Includes bibliographical references (p. [259]-273) and index

Description and Table of Contents

Description

Svengali, the malevolent hypnotist in a sensationally successful novel published by George du Maurier in 1894, became such a well-known character in the culture of the period that his name entered the dictionary as one who exerts a malign persuasiveness on another. This book explores the origins and impact of Svengali and his helplessly mesmerized female victim Trilby in an age already rife with discussions of race, influence, and the unconscious mind. Daniel Pick points out that Svengali was a Jew as well as a dangerous hypnotist; his depiction struck a chord not only with pervasive nineteenth-century forebodings about irrational interpersonal forces and psychic contacts but also with prevalent anti-Semitic assumptions. He shows how Svengali became the quintessential dark hypnotist of the fin de siecle, whose image was recycled in pictures, drama, verse, and films.

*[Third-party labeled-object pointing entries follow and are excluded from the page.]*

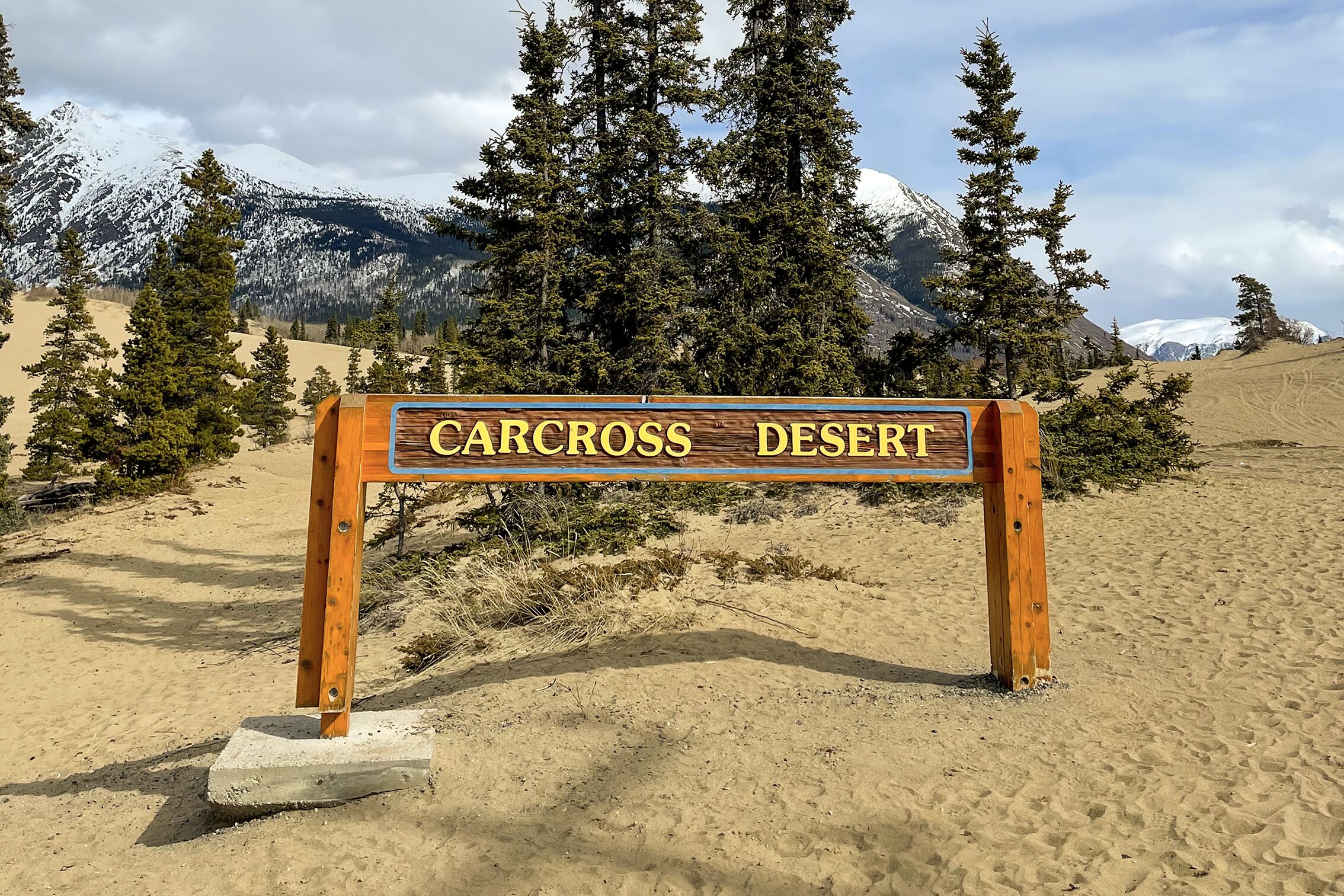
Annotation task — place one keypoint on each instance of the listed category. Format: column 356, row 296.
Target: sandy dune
column 24, row 347
column 1194, row 746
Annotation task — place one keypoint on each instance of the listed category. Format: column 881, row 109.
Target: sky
column 1205, row 139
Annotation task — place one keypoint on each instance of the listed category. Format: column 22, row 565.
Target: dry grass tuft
column 754, row 511
column 546, row 605
column 784, row 565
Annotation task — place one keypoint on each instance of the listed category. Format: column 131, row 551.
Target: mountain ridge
column 319, row 244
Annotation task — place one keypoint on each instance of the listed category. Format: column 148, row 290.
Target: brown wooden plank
column 312, row 626
column 379, row 418
column 1015, row 554
column 343, row 577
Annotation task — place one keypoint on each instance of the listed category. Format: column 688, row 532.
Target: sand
column 1194, row 746
column 26, row 345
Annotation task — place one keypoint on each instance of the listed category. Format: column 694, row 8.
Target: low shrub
column 1113, row 442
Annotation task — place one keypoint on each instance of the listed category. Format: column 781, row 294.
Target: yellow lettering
column 651, row 444
column 542, row 448
column 679, row 436
column 480, row 437
column 511, row 437
column 583, row 433
column 799, row 440
column 921, row 431
column 860, row 434
column 764, row 449
column 889, row 439
column 627, row 439
column 833, row 437
column 436, row 434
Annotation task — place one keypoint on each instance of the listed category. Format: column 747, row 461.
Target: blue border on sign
column 674, row 471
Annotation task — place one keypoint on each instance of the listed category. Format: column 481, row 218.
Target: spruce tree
column 1258, row 320
column 265, row 399
column 1049, row 369
column 781, row 313
column 152, row 441
column 448, row 332
column 71, row 404
column 354, row 363
column 389, row 374
column 524, row 207
column 318, row 389
column 995, row 299
column 197, row 304
column 640, row 242
column 1119, row 356
column 14, row 124
column 432, row 378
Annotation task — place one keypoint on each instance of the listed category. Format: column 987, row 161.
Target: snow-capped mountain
column 916, row 228
column 1176, row 340
column 320, row 244
column 315, row 242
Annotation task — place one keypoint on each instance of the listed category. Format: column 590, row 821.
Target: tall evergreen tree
column 1119, row 356
column 640, row 241
column 14, row 124
column 265, row 399
column 319, row 387
column 153, row 440
column 201, row 281
column 390, row 373
column 1049, row 370
column 781, row 313
column 448, row 332
column 524, row 207
column 432, row 378
column 71, row 404
column 996, row 300
column 354, row 361
column 1258, row 320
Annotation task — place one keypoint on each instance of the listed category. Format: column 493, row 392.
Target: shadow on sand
column 179, row 776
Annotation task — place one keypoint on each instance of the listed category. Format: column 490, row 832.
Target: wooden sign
column 719, row 440
column 388, row 439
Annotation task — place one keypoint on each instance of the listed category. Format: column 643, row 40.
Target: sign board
column 388, row 439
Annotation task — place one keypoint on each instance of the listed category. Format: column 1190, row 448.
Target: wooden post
column 1015, row 552
column 311, row 631
column 340, row 623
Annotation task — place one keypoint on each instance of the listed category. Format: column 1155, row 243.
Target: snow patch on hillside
column 281, row 169
column 1175, row 340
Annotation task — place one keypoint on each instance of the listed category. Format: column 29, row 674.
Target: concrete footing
column 273, row 763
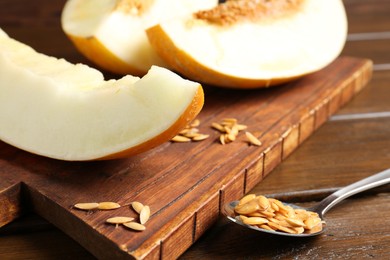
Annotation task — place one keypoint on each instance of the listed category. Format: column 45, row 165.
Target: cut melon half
column 56, row 109
column 252, row 43
column 111, row 33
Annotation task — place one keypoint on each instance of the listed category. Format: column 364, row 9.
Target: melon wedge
column 111, row 33
column 56, row 109
column 252, row 43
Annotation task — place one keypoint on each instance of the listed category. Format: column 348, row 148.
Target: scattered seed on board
column 200, row 137
column 87, row 206
column 181, row 139
column 252, row 139
column 137, row 206
column 119, row 220
column 135, row 226
column 144, row 215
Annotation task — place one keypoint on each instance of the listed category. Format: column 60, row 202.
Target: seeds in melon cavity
column 87, row 206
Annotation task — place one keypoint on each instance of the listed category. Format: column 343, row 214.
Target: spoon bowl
column 321, row 208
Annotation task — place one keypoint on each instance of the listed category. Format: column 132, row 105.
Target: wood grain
column 202, row 171
column 337, row 153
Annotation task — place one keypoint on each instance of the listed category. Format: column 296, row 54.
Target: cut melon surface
column 111, row 33
column 253, row 52
column 60, row 110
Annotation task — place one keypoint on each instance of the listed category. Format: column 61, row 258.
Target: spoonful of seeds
column 275, row 217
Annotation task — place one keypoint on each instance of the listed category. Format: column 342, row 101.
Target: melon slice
column 253, row 43
column 111, row 33
column 53, row 108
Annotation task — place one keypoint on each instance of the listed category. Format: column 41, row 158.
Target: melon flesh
column 251, row 53
column 116, row 28
column 53, row 108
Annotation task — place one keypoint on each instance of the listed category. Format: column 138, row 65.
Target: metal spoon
column 321, row 208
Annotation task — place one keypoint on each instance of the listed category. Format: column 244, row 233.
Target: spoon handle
column 373, row 181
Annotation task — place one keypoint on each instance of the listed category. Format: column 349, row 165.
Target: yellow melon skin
column 111, row 33
column 253, row 53
column 96, row 52
column 66, row 111
column 187, row 65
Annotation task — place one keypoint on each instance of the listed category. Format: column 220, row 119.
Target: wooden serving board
column 185, row 184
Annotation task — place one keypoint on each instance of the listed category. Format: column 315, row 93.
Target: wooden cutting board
column 185, row 184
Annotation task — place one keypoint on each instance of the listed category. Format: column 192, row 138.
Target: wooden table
column 353, row 144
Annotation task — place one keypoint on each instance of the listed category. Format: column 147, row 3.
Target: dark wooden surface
column 353, row 144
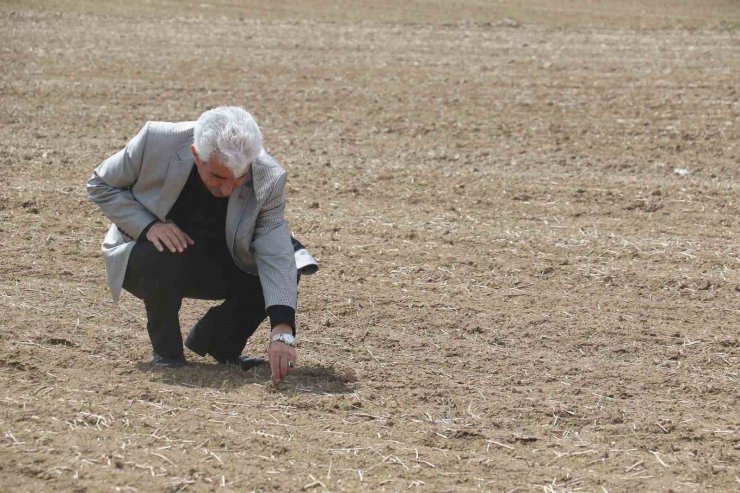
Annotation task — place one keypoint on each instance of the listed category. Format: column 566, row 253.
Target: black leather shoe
column 163, row 362
column 193, row 346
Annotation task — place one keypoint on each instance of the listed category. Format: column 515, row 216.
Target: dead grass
column 517, row 291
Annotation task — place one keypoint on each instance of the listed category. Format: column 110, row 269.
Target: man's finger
column 168, row 244
column 180, row 235
column 176, row 238
column 283, row 367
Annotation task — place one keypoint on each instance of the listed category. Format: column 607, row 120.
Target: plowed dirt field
column 527, row 219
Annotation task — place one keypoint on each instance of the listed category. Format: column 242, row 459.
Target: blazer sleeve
column 273, row 250
column 109, row 187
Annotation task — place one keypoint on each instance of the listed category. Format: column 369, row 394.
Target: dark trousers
column 163, row 279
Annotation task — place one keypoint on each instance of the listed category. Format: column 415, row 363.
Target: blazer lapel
column 174, row 181
column 234, row 212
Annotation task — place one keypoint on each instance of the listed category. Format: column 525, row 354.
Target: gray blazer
column 140, row 184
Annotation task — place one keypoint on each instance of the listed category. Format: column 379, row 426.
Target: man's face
column 218, row 179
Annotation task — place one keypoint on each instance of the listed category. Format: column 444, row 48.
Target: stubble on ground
column 520, row 287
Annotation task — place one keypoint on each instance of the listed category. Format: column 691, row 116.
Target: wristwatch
column 284, row 338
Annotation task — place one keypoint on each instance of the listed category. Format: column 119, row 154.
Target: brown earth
column 517, row 291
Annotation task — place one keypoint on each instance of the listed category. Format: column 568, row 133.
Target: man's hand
column 168, row 235
column 280, row 354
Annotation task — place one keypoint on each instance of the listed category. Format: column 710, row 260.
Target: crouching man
column 198, row 212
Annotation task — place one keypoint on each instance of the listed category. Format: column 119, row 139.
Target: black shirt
column 202, row 216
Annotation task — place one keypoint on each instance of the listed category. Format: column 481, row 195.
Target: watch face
column 286, row 338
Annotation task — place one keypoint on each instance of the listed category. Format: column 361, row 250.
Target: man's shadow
column 303, row 379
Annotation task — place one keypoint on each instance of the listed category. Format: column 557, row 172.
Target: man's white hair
column 230, row 134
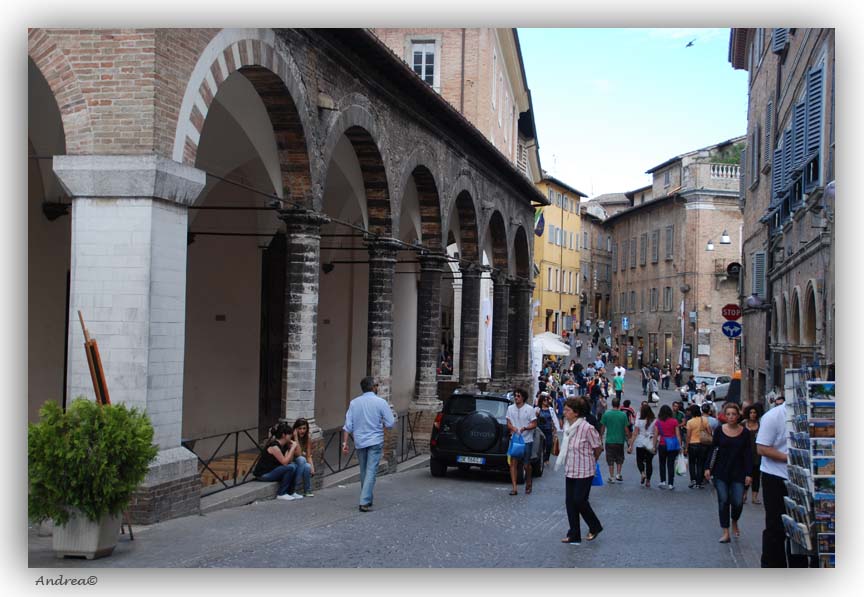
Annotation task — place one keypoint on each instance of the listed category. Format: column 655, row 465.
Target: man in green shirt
column 614, row 422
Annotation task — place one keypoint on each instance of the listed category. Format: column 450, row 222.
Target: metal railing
column 225, row 466
column 217, row 458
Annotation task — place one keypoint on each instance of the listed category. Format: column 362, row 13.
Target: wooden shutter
column 776, row 175
column 757, row 273
column 670, row 241
column 779, row 39
column 787, row 159
column 799, row 124
column 814, row 110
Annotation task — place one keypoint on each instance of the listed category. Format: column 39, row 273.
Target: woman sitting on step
column 277, row 462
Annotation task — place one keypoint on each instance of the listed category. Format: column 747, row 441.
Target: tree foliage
column 90, row 458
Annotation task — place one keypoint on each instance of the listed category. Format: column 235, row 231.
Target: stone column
column 128, row 279
column 426, row 404
column 524, row 291
column 500, row 323
column 303, row 263
column 379, row 352
column 469, row 325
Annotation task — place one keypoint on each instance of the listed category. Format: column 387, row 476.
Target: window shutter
column 787, row 159
column 814, row 110
column 758, row 274
column 799, row 124
column 779, row 40
column 769, row 116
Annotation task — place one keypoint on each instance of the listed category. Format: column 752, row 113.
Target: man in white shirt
column 771, row 444
column 522, row 419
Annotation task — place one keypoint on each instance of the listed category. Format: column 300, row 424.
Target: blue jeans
column 286, row 474
column 730, row 496
column 368, row 458
column 305, row 470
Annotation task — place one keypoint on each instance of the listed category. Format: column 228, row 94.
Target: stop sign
column 731, row 312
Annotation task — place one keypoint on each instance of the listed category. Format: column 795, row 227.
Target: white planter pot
column 82, row 537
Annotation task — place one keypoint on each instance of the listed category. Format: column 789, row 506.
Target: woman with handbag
column 730, row 466
column 751, row 422
column 580, row 450
column 699, row 440
column 667, row 444
column 643, row 439
column 547, row 422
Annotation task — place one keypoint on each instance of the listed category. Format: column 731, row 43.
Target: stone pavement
column 463, row 520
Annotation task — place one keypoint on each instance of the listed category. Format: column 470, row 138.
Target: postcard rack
column 809, row 520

Pick not only discusses the work of mesmerists, hypnotists, and critics of entrancement but also relates tales of surrogate passion and psychological foreboding that feature opera singer Jenny Lind, composer Richard Wagner, politician Benjamin Disraeli, novelist Henry James, and others. The book identifies and illuminates a psychological and historical preoccupation-a cluster of Victorian ideas and images, fears and fantasies of psychic invasion and racial hypnosis that crystallized in the figure and phenomenon of Svengali.